Search code examples
rtidyverseportforwardingdbplyr

Translate Python MySQL ssh port forwarding solution to R (dbplyr)


I'm trying to query a MySQL server through an R/Tidyverse/dbplyr workflow. My MySQL access requires configuring SSH and port forwarding.

I have this code working using python (below), but I'm struggling to get started with the SSH/port forwarding equivalent in R. Any pointers to solutions or equivalent R packages appreciated. thanks.

import pymysql
import paramiko
import pandas as pd
from paramiko import SSHClient
from sshtunnel import SSHTunnelForwarder
from os.path import expanduser


pkeyfilepath = '/.ssh/id_ed25519'
home = expanduser('~')
mypkey = paramiko.Ed25519Key.from_private_key_file(home + pkeyfilepath)

sql_hostname = 'mycompany.com'
sql_username = 'me'
sql_password = '***'
sql_main_database = 'my_db'
sql_port = 3306
ssh_host = 'jumphost.mycompany.com'
ssh_user = 'me'
ssh_port = 22

with SSHTunnelForwarder(
        (ssh_host, ssh_port),
        ssh_username=ssh_user,
        ssh_pkey=mypkey,
        remote_bind_address=(sql_hostname, sql_port)) as tunnel:
    conn = pymysql.connect(host='127.0.0.1', user=sql_username,
                           passwd=sql_password, db=sql_main_database,
                           port=tunnel.local_bind_port)
    query = '''SELECT VERSION();'''
    data = pd.read_sql_query(query, conn)
    print(data)
    conn.close()

Solution

  • There are several ways to do ssh port forwarding for R. In no particular order:

    1. I forward it externally to R. All of my work is remote, and for one particular client I need access to various instances of SQL Server, Redis, MongoDB, remote filesystems, and a tunnel-hop to another network only accessible from the ssh bastion host.
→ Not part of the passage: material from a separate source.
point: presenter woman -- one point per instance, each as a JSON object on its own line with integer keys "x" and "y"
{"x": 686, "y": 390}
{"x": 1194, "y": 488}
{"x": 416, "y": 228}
I tend to do work in more than R, so it's important to me that I generalize this. It is not for everybody or every task.

      For this, I used a mismash of autossh and my ssh-agent (in KeePass/KeeAgent).

    2. The ssh package does have a function to Create a Tunnel. The premise is that you have already created a "session" to which you can add a forwarding rule(s). When using ssh::ssh_tunnel, it is blocking, meaning you cannot use it in the same R process and continue to work. Demo:

      # R session 1
      sess <- ssh::ssh_connect("user@remote")
      # insert passphrase
      ssh::ssh_tunnel(sess, 21433, "otherremote:1433")
      # / Waiting for connection on port 21433...
      
      # R session 2
      con <- DBI::dbConnect(..., port=21433)
      DBI::dbGetQuery(con, "select 1 as n")
      #   n
      # 1 1
      

      This connection will stay alive so long as con is not closed and the remote end does not close it (e.g., activity timeout).

      Note: I cannot get the ssh package to use my ssh-agent, so all passwords must be typed in or otherwise passed in not-ideal ways. There are many ways to not have to type it, such as using the keyring package (secure) or envvars, both of which would pass the password to ssh_connect(..., passwd=<>).

    3. The above, but using callr so that you don't need to explicit sessions active (though you will still have another R session.

      bgr <- callr::r_bg(function() {
        ssh <- ssh::ssh_connect("r2@remote", passwd=keyring::key_get("r2", "remote"))
        ssh::ssh_tunnel(ssh, port=21433, "otherremote:1433")
      }, supervise = TRUE)
      DBI::dbGetQuery(con, "select 1 as n")
      #   n
      # 1 1
      ### when your work is done
      bgr$kill()
      

      If you do this, I strongly recommend the use of supervise=TRUE, which ensures the background R process is killed when this (primary) R session exits. This will reduce the risk of having phantom unused R sessions hanging around; in addition to just clogging up the process tree, if one of these phantom R processes is actively forwarding a port, that means nothing else can forward that port. This allows you to continue working, but you are not longer in control of the process doing the forwarding ... and subsequent attempts to tunnel will fail.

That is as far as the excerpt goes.